Melina Vizcaíno-Alemán, who recently earned tenure and was promoted to associate professor and was granted a year’s sabbatical, announces the fall 2017 publication of her book, Gender and Place in Chicana/o Literature: Critical Regionalism and the Mexican American Southwest via Palgrave Macmillan’s Literatures of the Americas Series. The book takes a critical regional approach to Chicana/o literary and cultural studies, rethinking the field primarily from women’s regional writing, and spans an analysis of early Mexican American writings, Chicana/o literature, and Chicana art. Dr. Vizcaíno-Alemán also expects to see her review essay of the scholarship on American Literature written in Spanish appear in the forthcoming pages of American Literary Scholarship 2015 (edited by distinguished ALS emeritus, Dr. Gary Scharnhorst), and she also anticipates a chapter outlining the methodologies and approaches of Critical Race Theory in an anthology reader intended for undergraduate students new to literary theory.

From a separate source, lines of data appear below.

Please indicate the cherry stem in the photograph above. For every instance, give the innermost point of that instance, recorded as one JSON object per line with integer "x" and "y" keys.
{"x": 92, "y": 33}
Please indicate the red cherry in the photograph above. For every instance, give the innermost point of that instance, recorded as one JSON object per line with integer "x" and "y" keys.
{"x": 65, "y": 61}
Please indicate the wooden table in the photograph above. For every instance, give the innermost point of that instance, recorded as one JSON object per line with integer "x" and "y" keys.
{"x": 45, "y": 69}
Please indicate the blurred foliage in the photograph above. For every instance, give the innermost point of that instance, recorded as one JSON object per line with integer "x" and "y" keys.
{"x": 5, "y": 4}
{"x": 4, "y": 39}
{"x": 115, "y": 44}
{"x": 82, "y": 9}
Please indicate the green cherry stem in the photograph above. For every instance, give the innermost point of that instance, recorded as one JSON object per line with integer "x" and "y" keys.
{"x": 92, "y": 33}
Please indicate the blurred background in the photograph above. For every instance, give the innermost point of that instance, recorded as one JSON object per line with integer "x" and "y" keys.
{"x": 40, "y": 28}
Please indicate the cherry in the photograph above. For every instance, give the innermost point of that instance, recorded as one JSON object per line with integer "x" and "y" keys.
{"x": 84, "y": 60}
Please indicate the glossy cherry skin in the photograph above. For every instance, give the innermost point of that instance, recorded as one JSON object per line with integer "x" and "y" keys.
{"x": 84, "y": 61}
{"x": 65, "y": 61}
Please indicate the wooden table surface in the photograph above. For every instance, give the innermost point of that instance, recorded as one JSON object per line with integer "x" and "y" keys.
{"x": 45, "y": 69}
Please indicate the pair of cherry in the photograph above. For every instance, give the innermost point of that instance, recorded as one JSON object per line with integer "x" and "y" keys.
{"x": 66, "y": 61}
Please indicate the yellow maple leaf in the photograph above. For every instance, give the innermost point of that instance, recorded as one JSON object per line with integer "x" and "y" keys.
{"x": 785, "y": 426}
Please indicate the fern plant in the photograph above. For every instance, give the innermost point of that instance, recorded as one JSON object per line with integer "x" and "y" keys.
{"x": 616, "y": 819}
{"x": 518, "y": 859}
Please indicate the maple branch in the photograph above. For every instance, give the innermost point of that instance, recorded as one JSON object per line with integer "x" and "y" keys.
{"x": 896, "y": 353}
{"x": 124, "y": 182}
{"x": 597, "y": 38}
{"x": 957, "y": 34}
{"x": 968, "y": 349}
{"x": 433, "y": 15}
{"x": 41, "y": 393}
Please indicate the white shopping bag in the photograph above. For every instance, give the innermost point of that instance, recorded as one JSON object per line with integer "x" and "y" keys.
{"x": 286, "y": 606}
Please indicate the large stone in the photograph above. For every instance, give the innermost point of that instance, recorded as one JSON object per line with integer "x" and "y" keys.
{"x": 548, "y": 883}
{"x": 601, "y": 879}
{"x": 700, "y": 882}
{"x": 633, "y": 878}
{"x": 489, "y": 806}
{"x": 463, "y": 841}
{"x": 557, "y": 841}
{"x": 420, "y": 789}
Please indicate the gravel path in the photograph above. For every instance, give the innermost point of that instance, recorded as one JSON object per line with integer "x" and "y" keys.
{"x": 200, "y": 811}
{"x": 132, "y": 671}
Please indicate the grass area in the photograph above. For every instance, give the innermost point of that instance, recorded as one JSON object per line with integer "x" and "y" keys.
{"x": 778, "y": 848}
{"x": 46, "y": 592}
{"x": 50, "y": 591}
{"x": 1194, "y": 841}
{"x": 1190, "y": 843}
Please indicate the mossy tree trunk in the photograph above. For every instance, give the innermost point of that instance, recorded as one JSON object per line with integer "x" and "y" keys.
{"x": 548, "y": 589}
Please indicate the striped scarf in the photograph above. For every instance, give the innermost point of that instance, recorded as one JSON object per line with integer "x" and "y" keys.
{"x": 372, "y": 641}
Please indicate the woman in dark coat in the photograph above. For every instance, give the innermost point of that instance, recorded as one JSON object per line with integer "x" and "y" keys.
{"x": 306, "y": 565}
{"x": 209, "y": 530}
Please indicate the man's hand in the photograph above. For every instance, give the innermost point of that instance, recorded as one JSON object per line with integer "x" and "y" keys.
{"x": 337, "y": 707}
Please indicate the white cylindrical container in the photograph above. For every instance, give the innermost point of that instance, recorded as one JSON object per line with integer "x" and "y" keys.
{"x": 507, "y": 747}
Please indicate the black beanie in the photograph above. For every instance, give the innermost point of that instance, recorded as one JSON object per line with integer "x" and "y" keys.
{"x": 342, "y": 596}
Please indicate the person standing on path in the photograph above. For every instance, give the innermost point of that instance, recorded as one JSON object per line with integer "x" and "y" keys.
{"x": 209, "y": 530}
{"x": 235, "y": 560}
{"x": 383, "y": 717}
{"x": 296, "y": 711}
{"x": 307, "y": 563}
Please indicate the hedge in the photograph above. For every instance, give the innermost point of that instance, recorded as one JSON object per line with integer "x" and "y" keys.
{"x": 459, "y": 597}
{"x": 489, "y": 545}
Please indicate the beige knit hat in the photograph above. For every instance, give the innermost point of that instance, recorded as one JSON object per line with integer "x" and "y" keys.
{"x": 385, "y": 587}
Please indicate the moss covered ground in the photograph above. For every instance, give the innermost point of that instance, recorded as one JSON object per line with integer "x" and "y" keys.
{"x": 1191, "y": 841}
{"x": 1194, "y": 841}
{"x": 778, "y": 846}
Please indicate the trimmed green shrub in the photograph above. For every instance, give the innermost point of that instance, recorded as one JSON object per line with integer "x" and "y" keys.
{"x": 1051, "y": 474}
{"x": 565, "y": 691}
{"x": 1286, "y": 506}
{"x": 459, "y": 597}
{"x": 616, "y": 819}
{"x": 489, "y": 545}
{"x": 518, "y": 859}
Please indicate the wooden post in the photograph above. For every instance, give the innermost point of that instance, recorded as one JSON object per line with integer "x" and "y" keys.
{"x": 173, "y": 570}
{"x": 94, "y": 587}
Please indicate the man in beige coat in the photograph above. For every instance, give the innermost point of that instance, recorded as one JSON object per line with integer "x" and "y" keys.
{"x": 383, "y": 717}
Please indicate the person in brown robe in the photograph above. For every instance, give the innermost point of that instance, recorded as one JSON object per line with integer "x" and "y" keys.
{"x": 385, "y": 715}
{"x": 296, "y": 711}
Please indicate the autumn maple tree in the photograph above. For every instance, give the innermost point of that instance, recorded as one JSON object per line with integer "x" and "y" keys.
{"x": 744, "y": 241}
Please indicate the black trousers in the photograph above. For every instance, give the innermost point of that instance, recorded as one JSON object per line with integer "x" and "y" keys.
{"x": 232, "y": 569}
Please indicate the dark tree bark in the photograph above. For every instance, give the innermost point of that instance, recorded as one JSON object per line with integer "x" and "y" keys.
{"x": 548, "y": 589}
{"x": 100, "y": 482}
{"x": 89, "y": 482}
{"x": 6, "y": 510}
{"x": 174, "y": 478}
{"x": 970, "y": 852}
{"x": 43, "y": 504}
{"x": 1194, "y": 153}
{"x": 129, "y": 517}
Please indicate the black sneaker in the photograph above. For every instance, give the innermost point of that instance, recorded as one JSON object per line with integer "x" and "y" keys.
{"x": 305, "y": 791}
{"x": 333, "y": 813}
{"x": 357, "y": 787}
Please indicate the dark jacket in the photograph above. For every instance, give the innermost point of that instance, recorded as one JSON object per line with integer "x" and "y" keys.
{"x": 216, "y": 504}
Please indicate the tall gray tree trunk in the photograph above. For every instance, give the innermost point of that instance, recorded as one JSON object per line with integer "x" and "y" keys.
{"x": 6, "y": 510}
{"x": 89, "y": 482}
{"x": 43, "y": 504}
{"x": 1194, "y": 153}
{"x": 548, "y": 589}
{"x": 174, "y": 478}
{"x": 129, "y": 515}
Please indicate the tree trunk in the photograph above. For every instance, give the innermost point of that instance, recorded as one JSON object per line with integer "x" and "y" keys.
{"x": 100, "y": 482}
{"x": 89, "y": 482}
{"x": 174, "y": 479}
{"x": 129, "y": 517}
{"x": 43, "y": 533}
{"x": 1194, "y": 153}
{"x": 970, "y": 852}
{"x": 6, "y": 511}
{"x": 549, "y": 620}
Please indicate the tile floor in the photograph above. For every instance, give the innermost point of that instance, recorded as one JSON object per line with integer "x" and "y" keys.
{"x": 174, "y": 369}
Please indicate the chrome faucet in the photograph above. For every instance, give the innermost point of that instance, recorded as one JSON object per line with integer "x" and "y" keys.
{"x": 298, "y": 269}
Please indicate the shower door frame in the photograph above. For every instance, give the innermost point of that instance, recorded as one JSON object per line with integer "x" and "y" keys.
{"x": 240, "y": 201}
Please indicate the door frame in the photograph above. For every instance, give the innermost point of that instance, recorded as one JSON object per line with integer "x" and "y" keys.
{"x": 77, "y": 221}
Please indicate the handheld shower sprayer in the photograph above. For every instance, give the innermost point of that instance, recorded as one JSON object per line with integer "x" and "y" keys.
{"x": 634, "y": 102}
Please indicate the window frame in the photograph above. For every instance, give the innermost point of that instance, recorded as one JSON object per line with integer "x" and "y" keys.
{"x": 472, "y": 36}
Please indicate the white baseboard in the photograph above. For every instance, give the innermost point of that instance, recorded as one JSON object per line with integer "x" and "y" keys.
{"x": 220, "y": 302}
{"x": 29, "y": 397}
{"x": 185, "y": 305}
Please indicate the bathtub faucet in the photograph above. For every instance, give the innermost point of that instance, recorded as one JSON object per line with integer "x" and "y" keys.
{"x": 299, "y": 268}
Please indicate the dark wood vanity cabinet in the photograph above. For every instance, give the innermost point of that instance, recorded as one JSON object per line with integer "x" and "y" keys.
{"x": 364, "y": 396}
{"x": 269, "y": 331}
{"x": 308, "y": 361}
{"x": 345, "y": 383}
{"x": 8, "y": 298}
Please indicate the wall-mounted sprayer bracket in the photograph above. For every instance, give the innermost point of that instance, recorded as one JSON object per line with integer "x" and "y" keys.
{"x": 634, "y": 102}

Kathryn Wichelns, assistant professor, published “How to Teach in High Heels: Porn Studies in the Interdisciplinary Classroom” in the February 2017 pages of Radical Pedagogy (14.1) and announces that Palgrave Macmillan press will publish her book, Henry James’s Feminist Afterlives: Annie Fields, Emily Dickinson, Marguerite Duras, by the end of 2017.

Julie Williams, a Bilinksi dissertation fellow and recently graduated doctoral student, expects her essay, “Western Writers and Wheelchairs: Embodiment and Ability in Waist High in the World,” to appear in the forthcoming book The Matter of Disability, edited by David Mitchell, Sharon Snyder, and Susan Antebi (U of Michigan Press, 2017). Julie successfully defended her dissertation and completed her PhD in July 2017.